Sometime about the middle of October, when I felt the first hint of a chill that Fall weather brings, I reached for a cashmere sweater. I wear my gray zip mock cashmere sweater the most. In fact I’m wearing it right now. It amazes me how good it still looks knowing how often and under what conditions Its been worn.
Mind you, I harbor no ill feelings toward clothing knit from cotton or wool. I own and enjoy several items of each. But cashmere. Well, it’s just a cut above in so many ways. I could list all of the reasons why, but the cleaning lady in Seinfeld, The Red Dot episode, tells it so well.
OK, so anyone who knows what cashmere is and has ever felt something made from cashmere probably loves cashmere. Given the option, most would prefer cashmere, including George Costanza from Seinfeld, The Apology episode….
George: “Ho ho ho ho! I can’t wait for Hanke to come crawling back to me.”
Jerry: “Still with the neck hole?”
George: “Still upset. Very upset.”
Elaine: “What neck hole?”
George: “Remember that New Year’s party he threw a few years ago?
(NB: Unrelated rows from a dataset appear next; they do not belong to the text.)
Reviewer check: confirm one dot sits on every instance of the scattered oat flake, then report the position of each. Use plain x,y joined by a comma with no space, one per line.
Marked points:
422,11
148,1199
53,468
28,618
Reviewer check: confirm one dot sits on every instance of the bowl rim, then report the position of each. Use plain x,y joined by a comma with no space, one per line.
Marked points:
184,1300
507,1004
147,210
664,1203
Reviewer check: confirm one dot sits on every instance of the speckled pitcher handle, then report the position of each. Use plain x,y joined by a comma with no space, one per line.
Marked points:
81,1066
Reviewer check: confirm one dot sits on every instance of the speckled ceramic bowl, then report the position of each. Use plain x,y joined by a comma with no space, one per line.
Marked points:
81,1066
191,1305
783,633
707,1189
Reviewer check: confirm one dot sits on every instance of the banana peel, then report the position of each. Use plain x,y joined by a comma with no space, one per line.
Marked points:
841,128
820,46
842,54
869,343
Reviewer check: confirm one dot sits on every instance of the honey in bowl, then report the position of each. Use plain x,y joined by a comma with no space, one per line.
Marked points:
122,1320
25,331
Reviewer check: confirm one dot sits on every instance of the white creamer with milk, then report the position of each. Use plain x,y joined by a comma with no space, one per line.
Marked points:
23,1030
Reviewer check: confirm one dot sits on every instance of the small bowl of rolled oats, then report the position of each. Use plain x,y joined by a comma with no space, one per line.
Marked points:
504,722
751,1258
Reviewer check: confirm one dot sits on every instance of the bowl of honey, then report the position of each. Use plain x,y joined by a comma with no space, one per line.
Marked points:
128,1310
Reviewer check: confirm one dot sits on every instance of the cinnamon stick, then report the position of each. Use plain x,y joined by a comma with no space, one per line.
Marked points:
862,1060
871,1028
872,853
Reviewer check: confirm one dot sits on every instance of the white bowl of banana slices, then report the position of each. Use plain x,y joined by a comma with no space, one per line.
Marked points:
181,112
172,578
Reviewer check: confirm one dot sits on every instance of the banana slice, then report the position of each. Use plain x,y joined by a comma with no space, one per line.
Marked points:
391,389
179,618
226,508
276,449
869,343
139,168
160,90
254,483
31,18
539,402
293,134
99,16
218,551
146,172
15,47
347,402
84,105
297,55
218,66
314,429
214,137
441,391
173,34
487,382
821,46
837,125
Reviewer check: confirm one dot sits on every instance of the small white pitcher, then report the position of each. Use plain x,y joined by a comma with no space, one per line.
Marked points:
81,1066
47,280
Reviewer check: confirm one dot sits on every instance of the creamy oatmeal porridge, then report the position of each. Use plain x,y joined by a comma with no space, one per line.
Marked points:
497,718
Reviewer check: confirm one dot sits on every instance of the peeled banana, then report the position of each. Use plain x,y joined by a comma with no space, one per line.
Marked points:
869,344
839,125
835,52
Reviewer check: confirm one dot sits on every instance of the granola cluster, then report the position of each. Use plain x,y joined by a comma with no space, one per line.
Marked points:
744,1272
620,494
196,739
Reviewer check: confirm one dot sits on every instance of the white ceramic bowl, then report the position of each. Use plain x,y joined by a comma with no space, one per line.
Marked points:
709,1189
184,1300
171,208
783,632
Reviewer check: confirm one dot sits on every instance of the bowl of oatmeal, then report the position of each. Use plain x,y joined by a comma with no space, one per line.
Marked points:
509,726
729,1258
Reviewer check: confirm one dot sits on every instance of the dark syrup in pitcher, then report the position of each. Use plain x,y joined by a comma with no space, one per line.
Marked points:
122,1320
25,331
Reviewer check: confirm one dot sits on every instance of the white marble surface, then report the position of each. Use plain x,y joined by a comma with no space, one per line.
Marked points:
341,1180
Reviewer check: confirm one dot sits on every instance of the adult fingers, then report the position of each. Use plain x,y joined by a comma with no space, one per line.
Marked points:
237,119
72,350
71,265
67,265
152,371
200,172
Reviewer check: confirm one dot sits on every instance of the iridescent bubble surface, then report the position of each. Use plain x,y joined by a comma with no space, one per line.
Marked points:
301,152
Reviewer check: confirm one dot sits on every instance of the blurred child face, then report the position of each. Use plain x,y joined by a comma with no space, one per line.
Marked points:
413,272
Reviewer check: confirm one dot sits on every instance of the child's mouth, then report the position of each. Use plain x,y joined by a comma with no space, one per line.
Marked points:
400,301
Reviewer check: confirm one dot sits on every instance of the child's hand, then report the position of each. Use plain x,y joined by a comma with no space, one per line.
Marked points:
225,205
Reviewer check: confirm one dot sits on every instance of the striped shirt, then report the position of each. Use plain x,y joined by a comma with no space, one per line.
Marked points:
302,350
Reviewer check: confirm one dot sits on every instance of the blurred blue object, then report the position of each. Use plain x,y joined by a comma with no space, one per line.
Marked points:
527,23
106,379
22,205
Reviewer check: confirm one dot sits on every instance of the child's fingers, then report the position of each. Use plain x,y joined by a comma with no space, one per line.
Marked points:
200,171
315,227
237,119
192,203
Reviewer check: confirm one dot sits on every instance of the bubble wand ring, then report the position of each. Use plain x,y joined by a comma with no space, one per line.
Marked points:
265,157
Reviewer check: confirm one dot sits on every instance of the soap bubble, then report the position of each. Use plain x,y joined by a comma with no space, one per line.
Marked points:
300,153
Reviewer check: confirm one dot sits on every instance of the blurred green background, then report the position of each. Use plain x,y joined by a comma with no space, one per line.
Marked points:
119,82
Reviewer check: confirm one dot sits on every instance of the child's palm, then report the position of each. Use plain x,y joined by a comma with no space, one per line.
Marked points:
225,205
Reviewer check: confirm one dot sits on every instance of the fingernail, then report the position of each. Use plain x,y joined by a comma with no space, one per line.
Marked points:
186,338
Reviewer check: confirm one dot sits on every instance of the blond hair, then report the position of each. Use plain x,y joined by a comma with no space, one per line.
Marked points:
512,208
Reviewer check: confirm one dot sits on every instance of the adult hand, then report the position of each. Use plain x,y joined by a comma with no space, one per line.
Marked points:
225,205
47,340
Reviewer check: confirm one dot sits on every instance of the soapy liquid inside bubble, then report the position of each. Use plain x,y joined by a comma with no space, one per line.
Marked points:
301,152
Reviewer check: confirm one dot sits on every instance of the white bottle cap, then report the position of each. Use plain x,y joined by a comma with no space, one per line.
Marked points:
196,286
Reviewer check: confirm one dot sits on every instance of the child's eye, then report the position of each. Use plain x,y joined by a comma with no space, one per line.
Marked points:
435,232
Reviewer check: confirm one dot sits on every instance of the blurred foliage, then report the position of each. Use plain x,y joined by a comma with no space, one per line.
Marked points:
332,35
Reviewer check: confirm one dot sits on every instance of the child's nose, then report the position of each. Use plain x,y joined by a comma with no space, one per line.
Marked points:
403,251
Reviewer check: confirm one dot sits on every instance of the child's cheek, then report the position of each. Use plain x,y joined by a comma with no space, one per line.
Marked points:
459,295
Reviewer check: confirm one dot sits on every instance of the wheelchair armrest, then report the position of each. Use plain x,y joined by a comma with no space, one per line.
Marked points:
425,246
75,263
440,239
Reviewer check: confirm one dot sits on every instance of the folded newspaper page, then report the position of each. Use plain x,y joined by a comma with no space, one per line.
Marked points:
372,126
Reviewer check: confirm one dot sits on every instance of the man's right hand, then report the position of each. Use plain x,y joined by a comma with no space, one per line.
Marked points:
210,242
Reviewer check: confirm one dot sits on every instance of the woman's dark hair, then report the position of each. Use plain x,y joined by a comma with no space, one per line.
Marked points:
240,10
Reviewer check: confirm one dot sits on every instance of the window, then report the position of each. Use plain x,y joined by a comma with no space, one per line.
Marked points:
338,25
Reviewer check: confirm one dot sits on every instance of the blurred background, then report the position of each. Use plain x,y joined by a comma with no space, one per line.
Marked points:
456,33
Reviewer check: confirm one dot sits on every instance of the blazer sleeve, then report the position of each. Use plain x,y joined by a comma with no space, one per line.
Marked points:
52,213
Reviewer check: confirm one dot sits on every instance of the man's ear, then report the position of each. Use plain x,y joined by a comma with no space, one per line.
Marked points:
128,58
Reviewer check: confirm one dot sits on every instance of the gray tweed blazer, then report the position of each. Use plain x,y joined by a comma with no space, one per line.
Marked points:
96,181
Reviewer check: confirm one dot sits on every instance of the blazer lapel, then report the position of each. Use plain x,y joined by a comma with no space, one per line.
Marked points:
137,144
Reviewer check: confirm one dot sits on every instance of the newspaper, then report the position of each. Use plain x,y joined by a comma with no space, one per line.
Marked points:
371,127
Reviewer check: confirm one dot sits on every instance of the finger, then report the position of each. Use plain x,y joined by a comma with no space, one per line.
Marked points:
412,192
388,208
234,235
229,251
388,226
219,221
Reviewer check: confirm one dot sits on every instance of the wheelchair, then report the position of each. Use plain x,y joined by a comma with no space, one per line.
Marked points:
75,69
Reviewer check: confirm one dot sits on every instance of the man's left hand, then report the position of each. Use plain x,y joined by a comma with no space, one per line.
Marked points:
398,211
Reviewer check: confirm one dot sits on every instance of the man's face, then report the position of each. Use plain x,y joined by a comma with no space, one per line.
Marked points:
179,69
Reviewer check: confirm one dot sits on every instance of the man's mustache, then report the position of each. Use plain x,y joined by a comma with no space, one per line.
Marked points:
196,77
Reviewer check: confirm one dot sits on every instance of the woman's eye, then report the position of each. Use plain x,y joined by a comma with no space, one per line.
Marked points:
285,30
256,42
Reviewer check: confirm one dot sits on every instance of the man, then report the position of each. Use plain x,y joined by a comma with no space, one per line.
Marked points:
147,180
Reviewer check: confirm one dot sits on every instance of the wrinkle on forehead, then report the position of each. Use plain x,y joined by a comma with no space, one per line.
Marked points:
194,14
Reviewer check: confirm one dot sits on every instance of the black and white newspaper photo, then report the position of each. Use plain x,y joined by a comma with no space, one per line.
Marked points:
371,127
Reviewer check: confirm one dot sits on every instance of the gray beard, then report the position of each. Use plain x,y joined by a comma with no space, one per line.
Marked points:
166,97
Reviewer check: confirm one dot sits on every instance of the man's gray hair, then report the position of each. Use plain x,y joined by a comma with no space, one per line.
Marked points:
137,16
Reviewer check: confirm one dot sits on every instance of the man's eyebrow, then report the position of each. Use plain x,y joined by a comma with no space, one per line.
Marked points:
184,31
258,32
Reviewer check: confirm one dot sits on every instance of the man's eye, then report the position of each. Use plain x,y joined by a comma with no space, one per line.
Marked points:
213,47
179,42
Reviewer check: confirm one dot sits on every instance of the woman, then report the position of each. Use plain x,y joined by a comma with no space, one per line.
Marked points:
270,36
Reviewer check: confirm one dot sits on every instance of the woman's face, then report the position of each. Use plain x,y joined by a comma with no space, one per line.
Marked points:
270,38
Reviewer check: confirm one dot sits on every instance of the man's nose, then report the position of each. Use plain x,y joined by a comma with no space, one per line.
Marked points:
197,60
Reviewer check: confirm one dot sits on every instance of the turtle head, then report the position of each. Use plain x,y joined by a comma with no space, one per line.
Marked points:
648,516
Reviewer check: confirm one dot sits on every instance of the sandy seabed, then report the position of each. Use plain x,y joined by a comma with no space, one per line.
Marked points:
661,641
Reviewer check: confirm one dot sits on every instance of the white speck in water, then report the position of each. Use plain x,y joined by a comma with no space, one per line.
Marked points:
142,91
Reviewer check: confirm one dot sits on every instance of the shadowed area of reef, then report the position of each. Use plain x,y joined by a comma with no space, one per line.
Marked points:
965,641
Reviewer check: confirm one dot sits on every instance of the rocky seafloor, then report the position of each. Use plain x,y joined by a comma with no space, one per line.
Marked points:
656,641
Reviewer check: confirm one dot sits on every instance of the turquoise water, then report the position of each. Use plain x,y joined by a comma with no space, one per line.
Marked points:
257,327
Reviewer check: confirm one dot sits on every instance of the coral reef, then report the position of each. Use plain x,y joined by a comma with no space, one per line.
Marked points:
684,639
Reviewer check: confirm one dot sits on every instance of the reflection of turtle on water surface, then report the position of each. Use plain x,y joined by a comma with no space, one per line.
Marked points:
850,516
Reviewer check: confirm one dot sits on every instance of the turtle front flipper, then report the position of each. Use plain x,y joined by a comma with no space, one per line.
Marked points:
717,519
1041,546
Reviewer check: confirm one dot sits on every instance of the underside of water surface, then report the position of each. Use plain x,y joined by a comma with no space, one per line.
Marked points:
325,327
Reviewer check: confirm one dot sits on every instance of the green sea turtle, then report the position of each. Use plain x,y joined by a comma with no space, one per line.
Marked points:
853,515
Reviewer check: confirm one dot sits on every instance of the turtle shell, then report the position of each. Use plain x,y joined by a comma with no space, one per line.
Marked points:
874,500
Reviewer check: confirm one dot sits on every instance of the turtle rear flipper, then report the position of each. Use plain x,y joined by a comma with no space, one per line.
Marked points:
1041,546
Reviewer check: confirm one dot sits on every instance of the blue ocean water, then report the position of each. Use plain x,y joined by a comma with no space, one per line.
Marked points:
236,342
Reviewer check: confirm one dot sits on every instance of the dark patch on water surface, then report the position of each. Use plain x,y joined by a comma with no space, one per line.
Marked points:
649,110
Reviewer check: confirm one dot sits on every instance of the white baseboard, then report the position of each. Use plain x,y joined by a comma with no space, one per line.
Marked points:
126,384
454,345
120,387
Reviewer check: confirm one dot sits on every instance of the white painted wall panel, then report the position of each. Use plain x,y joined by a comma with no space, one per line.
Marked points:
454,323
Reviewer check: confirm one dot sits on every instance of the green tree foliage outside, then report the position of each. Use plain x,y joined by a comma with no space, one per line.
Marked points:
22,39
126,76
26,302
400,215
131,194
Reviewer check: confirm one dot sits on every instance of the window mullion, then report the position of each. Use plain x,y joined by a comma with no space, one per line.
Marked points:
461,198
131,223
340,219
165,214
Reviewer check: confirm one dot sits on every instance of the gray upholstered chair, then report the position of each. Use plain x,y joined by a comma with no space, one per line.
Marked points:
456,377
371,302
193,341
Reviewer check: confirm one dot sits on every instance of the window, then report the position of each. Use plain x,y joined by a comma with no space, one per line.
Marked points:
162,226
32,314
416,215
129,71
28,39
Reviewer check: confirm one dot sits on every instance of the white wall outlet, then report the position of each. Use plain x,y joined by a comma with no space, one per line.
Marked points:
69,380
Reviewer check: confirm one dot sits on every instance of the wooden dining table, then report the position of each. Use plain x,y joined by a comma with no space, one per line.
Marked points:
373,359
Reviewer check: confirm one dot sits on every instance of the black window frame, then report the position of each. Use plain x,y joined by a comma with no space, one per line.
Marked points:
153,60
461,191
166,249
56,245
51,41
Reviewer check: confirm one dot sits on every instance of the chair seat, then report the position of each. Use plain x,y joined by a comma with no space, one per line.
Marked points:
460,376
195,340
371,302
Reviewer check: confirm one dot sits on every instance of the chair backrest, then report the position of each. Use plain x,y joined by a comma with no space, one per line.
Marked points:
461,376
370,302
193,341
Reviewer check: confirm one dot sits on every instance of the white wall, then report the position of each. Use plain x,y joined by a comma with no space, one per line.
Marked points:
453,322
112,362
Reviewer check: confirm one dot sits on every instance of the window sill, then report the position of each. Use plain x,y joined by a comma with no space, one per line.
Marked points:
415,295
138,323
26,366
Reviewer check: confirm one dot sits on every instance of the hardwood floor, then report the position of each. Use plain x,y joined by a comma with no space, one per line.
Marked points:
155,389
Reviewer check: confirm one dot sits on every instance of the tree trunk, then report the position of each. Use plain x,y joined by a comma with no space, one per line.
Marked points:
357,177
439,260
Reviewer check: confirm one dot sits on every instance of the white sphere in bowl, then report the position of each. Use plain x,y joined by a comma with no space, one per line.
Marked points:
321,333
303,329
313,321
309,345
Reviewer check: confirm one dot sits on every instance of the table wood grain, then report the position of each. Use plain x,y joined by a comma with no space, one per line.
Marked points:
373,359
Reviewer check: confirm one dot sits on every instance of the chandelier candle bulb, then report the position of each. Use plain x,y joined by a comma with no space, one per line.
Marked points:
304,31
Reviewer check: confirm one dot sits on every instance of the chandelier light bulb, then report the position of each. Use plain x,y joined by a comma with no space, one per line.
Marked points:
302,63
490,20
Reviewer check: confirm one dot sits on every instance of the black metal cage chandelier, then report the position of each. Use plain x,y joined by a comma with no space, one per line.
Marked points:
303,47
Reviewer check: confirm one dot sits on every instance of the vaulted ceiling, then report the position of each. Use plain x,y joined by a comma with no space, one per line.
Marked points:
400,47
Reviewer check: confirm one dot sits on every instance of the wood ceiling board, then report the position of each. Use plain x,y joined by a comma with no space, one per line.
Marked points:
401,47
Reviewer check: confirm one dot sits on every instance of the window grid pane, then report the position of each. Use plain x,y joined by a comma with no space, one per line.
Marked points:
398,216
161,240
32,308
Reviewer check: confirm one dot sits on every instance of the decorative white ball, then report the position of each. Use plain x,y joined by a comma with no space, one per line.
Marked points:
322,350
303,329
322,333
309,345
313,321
He had that
very drafty apartment, you know, I think on Ninth Avenue.”
Elaine, becoming bored: “Faster.”
George: “I asked if I could borrow a sweater.”
Jerry: “A cashmere sweater.”
George: “I said preferably cashmere, for warmth. So in front of the whole
party, he says, ‘No. I don’t want you stretching out the neck hole.'”
Elaine: “Ha ha ha ha ha ha ha!”
George: “Oh, yeah, sure, laugh it up. Everybody else did!”
Elaine: “Well, it’s funny. I mean, you have a big head. Or is it ’cause of
Jerry: “No, I think the head does most of the stretching.”
George: “Regardless. I had to walk around for the rest of the party in some
cheap Metlife windbreaker. Now, it is payback time.”
Cashmere is prized for it’s warmth. Even a very lightweight cashmere sweater can keep you warm because of it’s unmatched ability to trap air. But it’s expensive, right? Yes it is. And for good reason. For one, the soft, downy fleece is hand combed each Spring from the Kel goats that live high in the mountains of Inner Mongolia and nearby regions. So it’s not exactly like picking an apple from your tree in the backyard. In addition to that, each goat only provides a few ounces of the really fine fibers that live beneath the coarser exterior. As a result, the annual output from at least three of those goats is required for just one average size cashmere sweater.
But I implore you to look beyond the price tag and consider the long term benefits. The simple truth is that excellent quality cashmere is surprisingly practical. Sure cashmere costs more to buy, but it costs less to own and wear. A quality cashmere knit is relatively more expensive than a similar item made from other fibers, but it will out last cotton by a mile and even a really good wool sweater will lose it’s luster sooner than cashmere. Like many a fine red wine, when properly cared for, cashmere improves with age for a very long time. More to the point, cotton and wool, no matter what the quality, will never rival the soft look and feel of cashmere.
That fact holds true whether it be a sweater, a jacket or coat, scarf or shawl, or even a throw blanket for the sofa. Cashmere shawls were so popular among the elite of Europe between 1780 to 1880 that the period was often referred to as “the shawl years.” For many women a cashmere shawl is immensely practical. Especially in drafty theaters, when dining outdoors, or when traveling.
Note: Most cashmere knits have labels that suggest dry cleaning when necessary. While a good choice for multi-colored pieces, a better choice in most cases for solid color items is to hand or machine wash in water with a small amount of mild detergent. Then lay flat to dry on a white towel. Do not twist or wring.
I’m getting my mother a cashmere shawl or sweater for Christmas this year. Maybe both. She’s always wanted a cashmere sweater and it’s high time she gets it. Who will you give the gift of cashmere to this year?